Entre les limites de la jurisprudence et les degrés de la bonté
Un frère vertueux a continué à me poser la question : « J’ai deux parents à qui je subviens, et deux de mes frères qui vivent avec eux ont un revenu de leur travail, mais ils ne contribuent pas suffisamment aux dépenses de mes parents. Comme tu le sais, je suis marié et je subviens aussi à ma famille. Puis-je donc réduire ce que je donne à mes parents pour faire pression sur mes frères afin qu’ils participent aux dépenses ? »
Je lui ai répondu que j’évitais de répondre aux questions juridiques, car je n’en suis pas digne, et je l’ai orienté vers des fatwas publiées sur le sujet.
Quelques jours plus tard, il m’a envoyé un message vocal où il disait :
« Tu sais, docteur ? Après t’avoir posé la question, je suis allé rendre visite à ma mère, et j’étais en colère contre mes frères pour leur négligence envers nos parents et pour m’avoir laissé porter le plus lourd fardeau.
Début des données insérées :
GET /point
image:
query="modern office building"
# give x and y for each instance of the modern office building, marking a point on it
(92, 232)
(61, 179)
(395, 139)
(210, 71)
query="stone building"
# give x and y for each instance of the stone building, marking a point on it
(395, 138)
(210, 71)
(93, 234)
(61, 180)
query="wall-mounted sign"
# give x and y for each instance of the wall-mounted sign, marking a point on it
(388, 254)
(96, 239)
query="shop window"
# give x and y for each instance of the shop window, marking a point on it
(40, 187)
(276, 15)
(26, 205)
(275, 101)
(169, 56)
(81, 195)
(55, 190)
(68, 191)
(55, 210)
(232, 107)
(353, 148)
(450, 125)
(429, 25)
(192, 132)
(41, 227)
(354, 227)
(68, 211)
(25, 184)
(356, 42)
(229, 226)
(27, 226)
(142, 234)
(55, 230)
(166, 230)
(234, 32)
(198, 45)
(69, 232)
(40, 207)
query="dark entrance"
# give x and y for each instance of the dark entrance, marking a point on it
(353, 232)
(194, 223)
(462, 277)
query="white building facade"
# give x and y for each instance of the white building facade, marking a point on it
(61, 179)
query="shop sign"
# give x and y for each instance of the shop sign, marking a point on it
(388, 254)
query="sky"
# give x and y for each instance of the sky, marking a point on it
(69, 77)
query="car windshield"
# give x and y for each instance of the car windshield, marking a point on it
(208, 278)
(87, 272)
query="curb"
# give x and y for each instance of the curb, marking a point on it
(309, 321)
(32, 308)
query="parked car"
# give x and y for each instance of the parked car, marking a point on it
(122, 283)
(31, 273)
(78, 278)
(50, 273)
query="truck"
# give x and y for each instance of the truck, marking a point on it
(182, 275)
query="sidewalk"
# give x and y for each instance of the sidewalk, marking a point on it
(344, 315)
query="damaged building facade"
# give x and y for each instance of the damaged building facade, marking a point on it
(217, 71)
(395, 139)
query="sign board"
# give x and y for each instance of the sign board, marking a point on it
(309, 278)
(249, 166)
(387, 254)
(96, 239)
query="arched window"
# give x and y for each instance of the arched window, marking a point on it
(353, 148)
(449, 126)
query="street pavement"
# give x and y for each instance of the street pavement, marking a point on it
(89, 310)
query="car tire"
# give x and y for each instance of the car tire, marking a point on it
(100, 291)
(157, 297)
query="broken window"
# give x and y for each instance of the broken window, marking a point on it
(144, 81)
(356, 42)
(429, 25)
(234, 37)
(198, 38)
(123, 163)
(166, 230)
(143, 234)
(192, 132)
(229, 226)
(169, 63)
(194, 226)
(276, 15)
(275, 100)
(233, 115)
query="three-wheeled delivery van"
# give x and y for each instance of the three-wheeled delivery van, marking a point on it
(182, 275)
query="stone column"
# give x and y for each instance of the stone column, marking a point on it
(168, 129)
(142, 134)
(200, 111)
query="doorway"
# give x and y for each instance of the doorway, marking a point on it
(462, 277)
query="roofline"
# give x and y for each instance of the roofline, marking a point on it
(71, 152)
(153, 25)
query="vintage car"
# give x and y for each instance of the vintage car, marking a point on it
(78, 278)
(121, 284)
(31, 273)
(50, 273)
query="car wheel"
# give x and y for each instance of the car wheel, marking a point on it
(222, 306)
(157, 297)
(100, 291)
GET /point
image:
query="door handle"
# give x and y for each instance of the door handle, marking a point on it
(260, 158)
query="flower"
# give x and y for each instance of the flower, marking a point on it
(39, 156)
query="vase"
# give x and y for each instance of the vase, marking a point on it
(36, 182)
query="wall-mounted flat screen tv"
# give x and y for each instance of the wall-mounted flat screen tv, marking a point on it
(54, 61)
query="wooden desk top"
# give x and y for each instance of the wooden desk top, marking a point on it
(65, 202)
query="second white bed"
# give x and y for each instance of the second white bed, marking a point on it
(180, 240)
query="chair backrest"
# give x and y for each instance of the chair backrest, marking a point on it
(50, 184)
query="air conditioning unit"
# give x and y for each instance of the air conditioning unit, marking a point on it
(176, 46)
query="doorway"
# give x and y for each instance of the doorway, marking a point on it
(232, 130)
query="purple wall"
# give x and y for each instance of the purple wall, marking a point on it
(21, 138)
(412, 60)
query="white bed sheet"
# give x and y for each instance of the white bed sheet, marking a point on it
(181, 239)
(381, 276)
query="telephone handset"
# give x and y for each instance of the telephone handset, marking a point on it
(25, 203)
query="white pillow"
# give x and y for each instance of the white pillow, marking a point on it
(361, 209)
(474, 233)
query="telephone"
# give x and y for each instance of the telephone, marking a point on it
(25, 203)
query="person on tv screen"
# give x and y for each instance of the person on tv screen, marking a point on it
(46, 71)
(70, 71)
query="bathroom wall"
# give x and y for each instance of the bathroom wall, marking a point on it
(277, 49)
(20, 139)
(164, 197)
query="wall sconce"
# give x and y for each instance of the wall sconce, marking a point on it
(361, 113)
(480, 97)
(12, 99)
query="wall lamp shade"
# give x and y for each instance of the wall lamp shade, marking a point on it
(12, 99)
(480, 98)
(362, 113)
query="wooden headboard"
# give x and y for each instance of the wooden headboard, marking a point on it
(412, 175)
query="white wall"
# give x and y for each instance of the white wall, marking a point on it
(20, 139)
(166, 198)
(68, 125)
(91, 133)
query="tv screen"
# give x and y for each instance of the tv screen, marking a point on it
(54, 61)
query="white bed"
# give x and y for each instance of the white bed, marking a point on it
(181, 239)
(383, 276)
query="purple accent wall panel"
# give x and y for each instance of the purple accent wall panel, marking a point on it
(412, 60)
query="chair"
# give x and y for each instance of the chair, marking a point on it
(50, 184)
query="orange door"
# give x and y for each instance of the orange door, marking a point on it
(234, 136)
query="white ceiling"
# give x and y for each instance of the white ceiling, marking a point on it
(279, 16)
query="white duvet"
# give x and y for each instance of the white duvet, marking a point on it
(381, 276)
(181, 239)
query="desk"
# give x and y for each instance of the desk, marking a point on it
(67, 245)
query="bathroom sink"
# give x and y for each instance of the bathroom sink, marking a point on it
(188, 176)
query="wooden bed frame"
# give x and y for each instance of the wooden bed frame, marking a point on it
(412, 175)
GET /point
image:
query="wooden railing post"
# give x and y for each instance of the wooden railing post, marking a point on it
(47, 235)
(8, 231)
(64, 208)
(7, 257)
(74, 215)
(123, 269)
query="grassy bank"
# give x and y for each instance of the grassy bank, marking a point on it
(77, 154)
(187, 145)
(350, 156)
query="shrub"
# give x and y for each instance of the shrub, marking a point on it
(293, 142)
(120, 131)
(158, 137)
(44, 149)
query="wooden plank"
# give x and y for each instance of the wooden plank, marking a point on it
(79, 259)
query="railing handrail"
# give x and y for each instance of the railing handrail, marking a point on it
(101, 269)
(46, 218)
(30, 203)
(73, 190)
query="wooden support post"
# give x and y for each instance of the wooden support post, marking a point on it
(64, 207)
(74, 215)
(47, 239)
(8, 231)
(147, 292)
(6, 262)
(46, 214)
Mais dès que j’ai vu ma mère, mon cœur s’est apaisé et ma colère a disparu.
Puis j’ai parlé à l’un de mes frères de ce sujet, mais pas à l’autre, car je savais qu’il pourrait se mettre en colère et dire à ma mère des choses qu’elle n’aimerait pas entendre.
J’ai donc décidé de ne pas réduire mes dépenses et de les maintenir telles quelles. Et par la grâce de Dieu ! Le lendemain, en allant travailler, mon employeur m’a dit sans préambule :
« J’aimerais augmenter ton salaire. Et je demande à Dieu de t’accorder plus de facilités et de bénédictions. »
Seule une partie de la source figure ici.